I will post mine… I do not rotisserie as i find it unnecessary once it is brined and cooked properly.
Roast in 300 deg oven until internal thermometer registers 158 degrees, remove and rest while the oven is heating to it’s max temperature. Remove juices for gravy. Place in ripping hot oven for a few minutes until the skin is gorgeous then remove and slice/serve.
I made one yesterday. It was a trial run for me making the Emerling family recipe stuffing for my wife’s family. If I’m making stuffing I might as well roast a bird. Here’s my lazy as hell method:
Run hot water over still frozen bird until you can rip its neck out of its belly and its organs out of its ass.
Shove an onion up its ass.
Use a screwdriver to poke a hole in a PBR tallboy.
Wipe the beer off the ceiling.
Stuff the beer can down its throat.
Throw some foil over it and stick it in the oven at 325 until the thermometer says it’s 165. (about 7 hours)
Eat it.
Fairly violent process really. It was mediocre, but the results/effort ratio was pretty high. Still better than most people’s overcooked 180* birds.
negs. had one with friends 2 weekends ago, one yesterday with the wifey, and the fam one is coming up. When its $0.48/lb, you cant afford not to buy one.
I’m frying two turkeys this year. Like mentioned above and ~$5-$6 for a 10+lb bird its stupid not to. Last year I cooked three extras and froze the meat. Mad cheap plus you can’t really find entire turkeys the rest of the season reasonably.
That is what I do. You are around all day as it is, I throw another turkey or two and leave it cut up in my freezer. Its amazing and a great healthy addition to sandwiches, salads, and meals.
I also carve it the lazy fuck way. Cut off the legs, wings, and breasts (breasts whole, then slice against the grain, noob.)

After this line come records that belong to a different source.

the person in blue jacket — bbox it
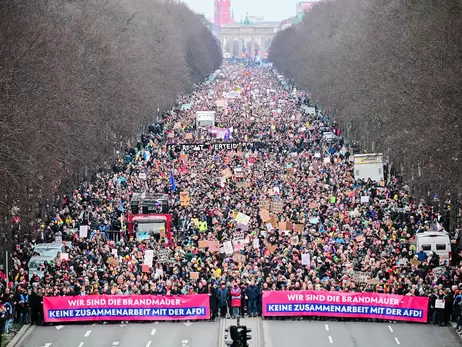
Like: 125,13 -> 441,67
247,280 -> 260,317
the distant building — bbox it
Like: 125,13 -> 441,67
248,15 -> 265,23
214,0 -> 232,27
278,1 -> 321,31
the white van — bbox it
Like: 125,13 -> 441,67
415,231 -> 451,261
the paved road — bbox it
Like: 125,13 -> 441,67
21,321 -> 218,347
263,320 -> 461,347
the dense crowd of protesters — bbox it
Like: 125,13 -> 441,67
1,61 -> 462,337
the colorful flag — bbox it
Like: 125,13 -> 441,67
169,171 -> 176,192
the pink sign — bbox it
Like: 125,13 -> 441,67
43,294 -> 210,323
262,291 -> 428,323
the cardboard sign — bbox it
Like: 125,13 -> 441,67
160,227 -> 166,238
286,168 -> 295,175
233,253 -> 246,262
184,133 -> 193,140
222,168 -> 233,179
190,272 -> 199,280
270,215 -> 278,227
198,240 -> 207,248
410,259 -> 421,266
207,240 -> 220,252
279,221 -> 288,231
107,257 -> 119,267
174,122 -> 181,129
180,191 -> 190,207
271,201 -> 284,214
351,271 -> 369,283
179,154 -> 189,162
309,202 -> 318,209
260,209 -> 271,222
295,224 -> 303,233
259,200 -> 271,211
236,182 -> 250,189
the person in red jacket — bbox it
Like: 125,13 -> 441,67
230,282 -> 242,319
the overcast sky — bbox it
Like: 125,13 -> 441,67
180,0 -> 302,22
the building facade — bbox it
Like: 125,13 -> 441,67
214,0 -> 232,27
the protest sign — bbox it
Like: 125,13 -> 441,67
198,240 -> 207,249
43,294 -> 211,322
233,253 -> 246,262
260,209 -> 270,222
142,265 -> 150,273
233,231 -> 245,243
361,196 -> 370,203
190,272 -> 199,280
235,212 -> 251,225
138,172 -> 147,180
309,202 -> 318,209
107,257 -> 119,267
223,241 -> 233,255
290,235 -> 299,245
253,238 -> 260,249
79,225 -> 88,238
352,271 -> 370,283
367,278 -> 381,285
262,291 -> 428,323
271,201 -> 283,214
435,299 -> 445,309
111,248 -> 118,257
221,168 -> 233,179
180,191 -> 190,207
207,240 -> 220,252
259,200 -> 270,211
295,224 -> 303,233
236,222 -> 248,232
144,250 -> 154,266
184,133 -> 193,140
157,249 -> 170,263
302,253 -> 310,265
60,253 -> 69,261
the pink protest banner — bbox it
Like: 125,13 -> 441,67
43,294 -> 210,323
262,291 -> 428,323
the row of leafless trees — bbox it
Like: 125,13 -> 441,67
269,0 -> 462,206
0,0 -> 221,230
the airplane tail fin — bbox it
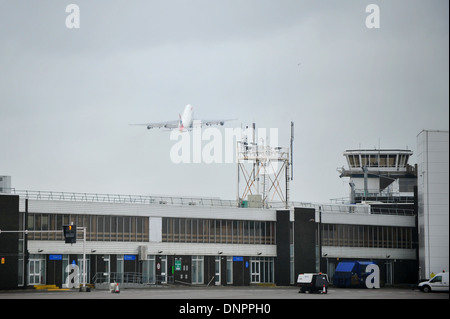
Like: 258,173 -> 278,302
179,114 -> 184,131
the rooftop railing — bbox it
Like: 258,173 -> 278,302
1,189 -> 414,215
5,189 -> 240,207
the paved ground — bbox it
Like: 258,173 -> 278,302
0,286 -> 448,299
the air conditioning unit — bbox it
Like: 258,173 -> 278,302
247,194 -> 263,208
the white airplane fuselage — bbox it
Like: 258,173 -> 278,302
179,104 -> 194,131
130,104 -> 234,131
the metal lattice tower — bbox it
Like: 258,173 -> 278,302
237,122 -> 293,209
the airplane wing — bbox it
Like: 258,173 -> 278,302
199,118 -> 238,127
129,120 -> 179,130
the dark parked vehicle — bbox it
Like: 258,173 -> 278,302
297,273 -> 329,294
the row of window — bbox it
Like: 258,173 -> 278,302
27,213 -> 149,242
26,214 -> 414,249
347,153 -> 410,168
321,224 -> 414,249
162,218 -> 276,245
25,214 -> 277,245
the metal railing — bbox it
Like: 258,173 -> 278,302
320,203 -> 415,216
93,272 -> 141,284
370,207 -> 415,216
6,189 -> 239,207
4,188 -> 310,209
2,189 -> 414,215
353,190 -> 415,204
319,204 -> 371,214
93,272 -> 174,285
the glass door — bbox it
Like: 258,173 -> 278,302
103,255 -> 110,283
142,256 -> 156,284
116,255 -> 124,283
28,259 -> 41,285
226,257 -> 233,285
215,256 -> 221,285
251,260 -> 260,283
192,256 -> 204,284
78,255 -> 90,285
160,256 -> 167,283
28,255 -> 45,285
385,260 -> 393,285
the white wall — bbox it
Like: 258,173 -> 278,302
417,130 -> 449,278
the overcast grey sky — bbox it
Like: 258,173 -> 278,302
1,0 -> 448,203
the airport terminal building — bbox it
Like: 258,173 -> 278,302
2,133 -> 448,290
0,190 -> 418,289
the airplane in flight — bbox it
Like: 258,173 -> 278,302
130,104 -> 236,131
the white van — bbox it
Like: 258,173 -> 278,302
418,272 -> 449,293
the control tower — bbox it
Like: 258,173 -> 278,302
338,149 -> 416,204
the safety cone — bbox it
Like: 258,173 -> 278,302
322,284 -> 327,294
115,282 -> 120,293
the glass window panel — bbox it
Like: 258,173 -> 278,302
104,216 -> 110,241
243,221 -> 249,244
179,219 -> 185,243
34,215 -> 41,240
117,217 -> 123,241
208,220 -> 214,243
192,219 -> 198,243
90,215 -> 97,241
185,219 -> 191,243
143,217 -> 149,242
124,217 -> 130,242
198,219 -> 204,243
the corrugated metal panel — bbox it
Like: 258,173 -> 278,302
322,211 -> 415,227
26,199 -> 277,221
28,240 -> 277,257
322,246 -> 416,260
28,240 -> 143,255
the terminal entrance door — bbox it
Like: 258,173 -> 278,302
251,260 -> 260,283
160,256 -> 167,283
215,256 -> 221,285
28,259 -> 42,285
385,261 -> 393,285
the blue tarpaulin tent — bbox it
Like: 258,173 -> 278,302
333,261 -> 376,288
335,262 -> 356,272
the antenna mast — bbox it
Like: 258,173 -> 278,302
237,122 -> 293,209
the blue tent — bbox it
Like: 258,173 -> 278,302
333,261 -> 376,288
335,262 -> 357,272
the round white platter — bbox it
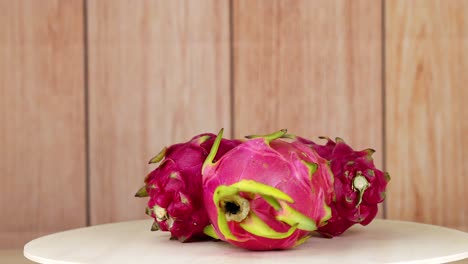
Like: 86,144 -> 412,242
24,219 -> 468,264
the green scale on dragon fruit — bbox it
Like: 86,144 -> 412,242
135,133 -> 241,242
202,129 -> 334,250
288,135 -> 390,237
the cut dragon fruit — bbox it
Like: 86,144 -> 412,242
291,136 -> 390,237
202,129 -> 334,250
135,133 -> 241,242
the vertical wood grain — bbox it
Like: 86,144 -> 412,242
0,0 -> 86,248
87,0 -> 231,224
386,0 -> 468,231
233,1 -> 383,172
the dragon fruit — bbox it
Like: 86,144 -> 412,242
135,133 -> 241,242
291,136 -> 390,237
201,129 -> 335,250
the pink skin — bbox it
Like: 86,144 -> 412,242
145,133 -> 241,241
203,138 -> 334,250
296,136 -> 389,237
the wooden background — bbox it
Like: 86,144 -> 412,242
1,0 -> 467,249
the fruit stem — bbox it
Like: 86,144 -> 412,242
220,195 -> 250,222
352,172 -> 370,208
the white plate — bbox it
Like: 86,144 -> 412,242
24,219 -> 468,264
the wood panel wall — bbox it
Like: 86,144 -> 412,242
386,0 -> 468,231
233,0 -> 384,217
233,0 -> 383,165
87,0 -> 230,225
1,0 -> 467,248
0,0 -> 86,248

Then I plunk the rest of the carcass into a stock pot full of water and simmer it for a day or two. Strain, pick out the meat while listening to a Paleo Solution podcast, throw some veggies and the mountain of remainig meat into the stock pot and enjoy massively meaty turkey soup. Don’t forget to throw in a bunch of salt, garlic, and some cayenne pepper.